And in the Big News today from a Faith Perspective, education is really important.
This is probably news to Radio 4 listeners, so let me say more. Jesus said that education is really important. Or at least, that’s what he meant to say when he talked about giving a child a stone who asks for bread. The Hebrew Scriptures, the ones that say the earth is flat and was created 6,000 years ago, also say that education, especially about the 6,000 year old flat earth, is really important.
So in conclusion, education is really important. I know, I’m a bishop.
3 thoughts on “Staggeringly Revd Nicholas Baines, Bishop of Leeds, West Yorkshire, the Dales and any other bits that can’t afford their own bishop any more”
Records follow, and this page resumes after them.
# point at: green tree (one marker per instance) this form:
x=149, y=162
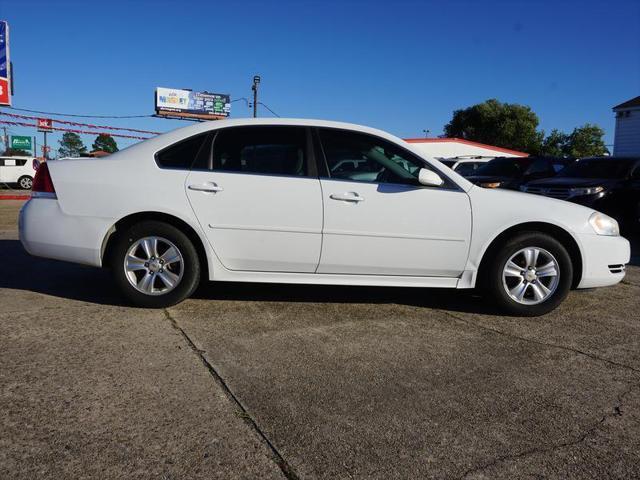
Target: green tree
x=507, y=125
x=105, y=143
x=555, y=145
x=14, y=152
x=71, y=145
x=586, y=141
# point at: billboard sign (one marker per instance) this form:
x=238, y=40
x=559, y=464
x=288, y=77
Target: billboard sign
x=5, y=65
x=45, y=125
x=21, y=142
x=172, y=102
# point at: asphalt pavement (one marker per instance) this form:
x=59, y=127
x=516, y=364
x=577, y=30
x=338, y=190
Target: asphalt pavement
x=277, y=381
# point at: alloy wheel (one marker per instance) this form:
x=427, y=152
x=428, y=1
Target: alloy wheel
x=531, y=275
x=154, y=265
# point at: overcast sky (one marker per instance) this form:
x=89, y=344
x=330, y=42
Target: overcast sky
x=399, y=66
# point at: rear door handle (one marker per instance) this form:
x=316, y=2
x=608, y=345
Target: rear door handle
x=347, y=197
x=210, y=187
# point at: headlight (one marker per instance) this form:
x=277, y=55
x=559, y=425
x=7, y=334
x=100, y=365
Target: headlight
x=586, y=191
x=603, y=224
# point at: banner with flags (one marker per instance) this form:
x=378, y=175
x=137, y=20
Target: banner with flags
x=5, y=65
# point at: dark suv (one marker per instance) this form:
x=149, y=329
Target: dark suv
x=511, y=172
x=607, y=184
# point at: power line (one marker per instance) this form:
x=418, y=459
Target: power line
x=77, y=115
x=84, y=132
x=76, y=124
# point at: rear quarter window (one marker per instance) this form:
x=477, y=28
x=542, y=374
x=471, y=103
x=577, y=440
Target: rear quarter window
x=183, y=154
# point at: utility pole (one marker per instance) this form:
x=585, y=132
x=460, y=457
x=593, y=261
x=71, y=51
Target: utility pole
x=254, y=87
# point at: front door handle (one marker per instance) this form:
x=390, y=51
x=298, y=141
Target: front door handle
x=210, y=187
x=347, y=197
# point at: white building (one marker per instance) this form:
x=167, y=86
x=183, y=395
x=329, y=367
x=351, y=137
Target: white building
x=627, y=139
x=456, y=147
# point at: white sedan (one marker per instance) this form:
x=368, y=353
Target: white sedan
x=261, y=200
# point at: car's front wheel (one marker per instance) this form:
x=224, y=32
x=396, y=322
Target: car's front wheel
x=529, y=275
x=154, y=264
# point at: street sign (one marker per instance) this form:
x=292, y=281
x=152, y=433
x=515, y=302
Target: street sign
x=45, y=125
x=21, y=142
x=172, y=102
x=5, y=65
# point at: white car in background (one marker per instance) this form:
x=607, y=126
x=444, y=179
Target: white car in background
x=255, y=200
x=18, y=171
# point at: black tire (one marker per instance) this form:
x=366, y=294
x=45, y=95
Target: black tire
x=25, y=182
x=188, y=269
x=496, y=287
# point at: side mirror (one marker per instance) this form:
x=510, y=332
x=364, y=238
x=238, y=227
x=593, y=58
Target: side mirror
x=429, y=178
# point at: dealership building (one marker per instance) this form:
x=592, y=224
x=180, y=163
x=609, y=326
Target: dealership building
x=627, y=137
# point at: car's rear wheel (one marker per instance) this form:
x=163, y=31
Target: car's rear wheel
x=529, y=275
x=25, y=182
x=154, y=264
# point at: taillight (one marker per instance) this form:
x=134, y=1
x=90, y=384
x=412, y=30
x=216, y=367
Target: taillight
x=42, y=184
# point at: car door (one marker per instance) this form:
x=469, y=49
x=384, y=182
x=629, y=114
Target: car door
x=259, y=199
x=390, y=225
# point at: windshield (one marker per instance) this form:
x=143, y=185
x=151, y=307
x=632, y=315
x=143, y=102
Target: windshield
x=597, y=168
x=503, y=167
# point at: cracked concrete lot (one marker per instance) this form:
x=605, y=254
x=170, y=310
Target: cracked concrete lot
x=269, y=381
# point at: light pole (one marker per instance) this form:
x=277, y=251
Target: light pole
x=254, y=87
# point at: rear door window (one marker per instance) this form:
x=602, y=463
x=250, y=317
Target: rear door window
x=267, y=150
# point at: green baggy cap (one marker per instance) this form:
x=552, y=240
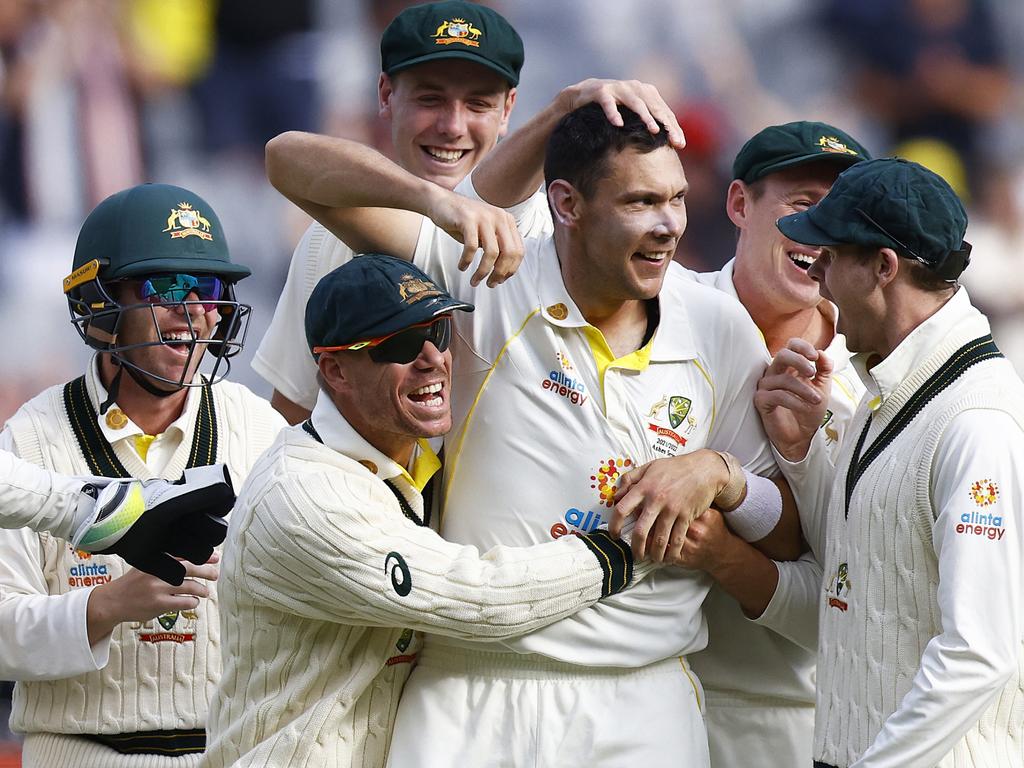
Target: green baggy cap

Off at a random tangent, but slightly relevant as it is on an education website…
The BBC Bitesize education page (https://www.bbc.co.uk/bitesize/articles/znbct39) has a section on words that have changed meaning.
This may appeal to some here:
Original meaning: Blessed with worthiness
That’s right. Silly hasn’t always meant somebody who acts in a daft manner. It originally meant something far more serious.
It’s possible to track the word’s journey from around 1200 where it meant ‘pious’ to the other end of the 13th century where it meant somebody who was to be pitied.
Around 300 years later, silly had completely transformed. In 1570, silly was defined as ‘feeble in mind and lacking in reason’.
Silly’s fate was sealed. By the 1860s, newspapers were having a ‘silly season’ each summer when their regular sources of news weren’t so plentiful. And the story of Mr Silly would have turned out very differently if the original meaning had stuck.
Though perhaps the over pompous piety that some show can best be described as silliness [using the modern meaning!!]
WordPress has lost some of my formatting! I think it’s still readable though !
I went to an event last night with the speaker being Stephen Evans, Chief Executive of the National Secular Society. He gave a very concise description of the issues which the NSS is campaigning on at present which includes an open and inclusive education system, free of religious discrimination.
The consensus was that religious organisations such as Baines’s want to be involved in schools so they can evangalise. If schools were made secular, religious groups would no longer be able to impose compulsory worship, run RE lessons only about their own religion or be allowed to discriminate on religious grounds in admission. Once those rules are removed there will probably no longer be a push by religious organisation to be involved in running schools.
Education shouldn’t be used to force children to follow a particular religion, as faith schools would prefer. We can give Baines the benefit of the doubt and suggest he does believe in better education all round, but his organisations reluctance to give up its established position shows that it has its own interests at heart.